First off, I completely agree he’s being a major asshole, right now. Not in question in the least.
he has been diagnosed with PTSD, and he doesn’t want anyone to know, it’s his excuse for not getting help and like you’ve said “he’s in a muck of denial.” I don’t speak freely to whoever about it.. only our family, because my brother and his mom were both there during his first breakdown, my therapist and our close friends.
I would absolutely break up with you over this. That is a
huge number of people to be talking about something I’ve asked to be kept private. Even
one person would be a major breech of trust, and very close to -if not outright- betrayal. Substitute one person with “everyone who matters to me”? Game over. There wouldn’t be any coming back from that.
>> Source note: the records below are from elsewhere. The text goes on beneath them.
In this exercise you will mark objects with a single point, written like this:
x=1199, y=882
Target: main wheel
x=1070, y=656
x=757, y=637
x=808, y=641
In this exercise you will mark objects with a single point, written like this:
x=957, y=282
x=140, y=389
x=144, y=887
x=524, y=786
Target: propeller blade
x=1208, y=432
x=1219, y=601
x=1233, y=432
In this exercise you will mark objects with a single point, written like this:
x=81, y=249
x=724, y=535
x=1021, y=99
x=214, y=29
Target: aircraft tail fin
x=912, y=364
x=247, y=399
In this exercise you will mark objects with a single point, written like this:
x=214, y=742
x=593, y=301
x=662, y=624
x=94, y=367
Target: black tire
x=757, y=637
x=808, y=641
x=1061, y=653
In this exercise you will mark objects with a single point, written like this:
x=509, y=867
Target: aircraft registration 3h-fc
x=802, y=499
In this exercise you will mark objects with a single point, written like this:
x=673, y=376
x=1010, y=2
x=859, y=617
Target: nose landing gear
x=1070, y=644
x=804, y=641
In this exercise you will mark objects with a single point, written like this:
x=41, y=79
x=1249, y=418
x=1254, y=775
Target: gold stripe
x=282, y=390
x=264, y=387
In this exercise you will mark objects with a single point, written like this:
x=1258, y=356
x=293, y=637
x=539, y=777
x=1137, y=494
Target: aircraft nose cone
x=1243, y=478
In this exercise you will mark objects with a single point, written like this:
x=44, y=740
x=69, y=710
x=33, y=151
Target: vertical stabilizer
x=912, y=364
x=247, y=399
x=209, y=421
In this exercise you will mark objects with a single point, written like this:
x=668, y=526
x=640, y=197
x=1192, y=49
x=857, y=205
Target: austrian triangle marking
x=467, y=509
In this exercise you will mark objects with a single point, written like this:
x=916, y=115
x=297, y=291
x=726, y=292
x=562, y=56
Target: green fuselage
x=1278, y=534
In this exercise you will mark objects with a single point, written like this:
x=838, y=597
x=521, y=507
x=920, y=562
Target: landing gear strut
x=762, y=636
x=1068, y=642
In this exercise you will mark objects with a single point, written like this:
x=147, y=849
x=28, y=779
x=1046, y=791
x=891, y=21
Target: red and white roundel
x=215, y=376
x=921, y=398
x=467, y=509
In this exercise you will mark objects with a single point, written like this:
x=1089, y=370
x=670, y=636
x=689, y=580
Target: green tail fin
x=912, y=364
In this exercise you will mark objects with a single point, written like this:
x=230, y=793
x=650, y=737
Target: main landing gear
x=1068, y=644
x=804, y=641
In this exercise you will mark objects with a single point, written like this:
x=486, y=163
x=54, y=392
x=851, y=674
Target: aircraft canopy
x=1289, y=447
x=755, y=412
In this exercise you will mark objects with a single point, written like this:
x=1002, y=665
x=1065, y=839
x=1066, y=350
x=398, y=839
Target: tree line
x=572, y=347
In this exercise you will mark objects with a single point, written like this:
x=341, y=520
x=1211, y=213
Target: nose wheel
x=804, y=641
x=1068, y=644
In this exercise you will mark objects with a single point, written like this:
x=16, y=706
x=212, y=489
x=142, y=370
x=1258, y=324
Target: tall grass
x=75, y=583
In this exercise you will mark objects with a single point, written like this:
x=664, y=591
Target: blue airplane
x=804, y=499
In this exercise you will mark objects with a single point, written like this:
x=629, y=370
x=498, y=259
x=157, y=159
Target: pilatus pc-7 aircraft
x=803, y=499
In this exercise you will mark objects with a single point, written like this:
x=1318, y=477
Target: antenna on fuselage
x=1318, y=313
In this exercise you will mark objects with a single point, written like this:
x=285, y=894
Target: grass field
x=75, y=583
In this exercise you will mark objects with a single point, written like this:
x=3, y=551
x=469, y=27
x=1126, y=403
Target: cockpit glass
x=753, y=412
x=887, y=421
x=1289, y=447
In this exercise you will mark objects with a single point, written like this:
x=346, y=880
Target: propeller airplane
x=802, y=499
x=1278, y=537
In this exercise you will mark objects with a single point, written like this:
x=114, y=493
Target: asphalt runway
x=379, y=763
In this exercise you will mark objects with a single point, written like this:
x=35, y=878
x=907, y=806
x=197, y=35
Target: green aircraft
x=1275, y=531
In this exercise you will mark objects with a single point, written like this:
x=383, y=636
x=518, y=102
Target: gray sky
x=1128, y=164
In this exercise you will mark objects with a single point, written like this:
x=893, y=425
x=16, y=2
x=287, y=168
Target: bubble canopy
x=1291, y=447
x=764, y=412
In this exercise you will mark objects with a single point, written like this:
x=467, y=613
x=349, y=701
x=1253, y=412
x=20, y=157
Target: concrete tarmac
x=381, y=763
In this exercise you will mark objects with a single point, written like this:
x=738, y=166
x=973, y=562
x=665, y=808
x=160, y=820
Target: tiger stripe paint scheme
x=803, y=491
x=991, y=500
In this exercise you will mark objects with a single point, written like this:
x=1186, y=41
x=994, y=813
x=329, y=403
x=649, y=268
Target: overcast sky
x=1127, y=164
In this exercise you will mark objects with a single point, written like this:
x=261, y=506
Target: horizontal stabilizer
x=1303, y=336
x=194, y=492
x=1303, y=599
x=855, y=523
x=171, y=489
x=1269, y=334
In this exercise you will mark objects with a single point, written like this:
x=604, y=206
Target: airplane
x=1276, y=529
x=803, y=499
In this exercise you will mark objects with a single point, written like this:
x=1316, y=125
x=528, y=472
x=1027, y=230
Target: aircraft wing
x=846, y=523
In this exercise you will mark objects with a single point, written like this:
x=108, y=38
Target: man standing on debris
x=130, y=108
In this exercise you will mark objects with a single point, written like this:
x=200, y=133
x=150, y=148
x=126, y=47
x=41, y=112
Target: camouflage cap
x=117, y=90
My best friend of 20 years, however, would break up with
me (if we were dating, which we’re not, just to illustrate how very different people who love each other can be!) if I insisted on that level of discretion with her. She could grant me not talking with MY family, MY friends, & OUR friends... but she would never tolerate for a moment my dictating what she shares of her life to
her friends &
her family. While I trust her? There’s no way in hell I would even begin to trust every person she told, to not tell others. (3 people can keep a secret if 2 of them are dead). So unless there was no possibility of her friends and family ever interacting with my friends and family, or our mutual friends? I wouldn’t be okay with her sharing MY life with others. Whilst she wouldn’t be okay with not sharing HER OWN life with others. (And if we were dating, I would be a big part of her life). <<< This right here puts us at logger heads... because our needs in this area are polar opposites. Not just wants, but needs, in a relationship in order to trust and be happy with our partners.
So I wouldn’t see this as blaming the other person, and not taking responsibility. I would see this as irreconcilable differences / conflicting core values.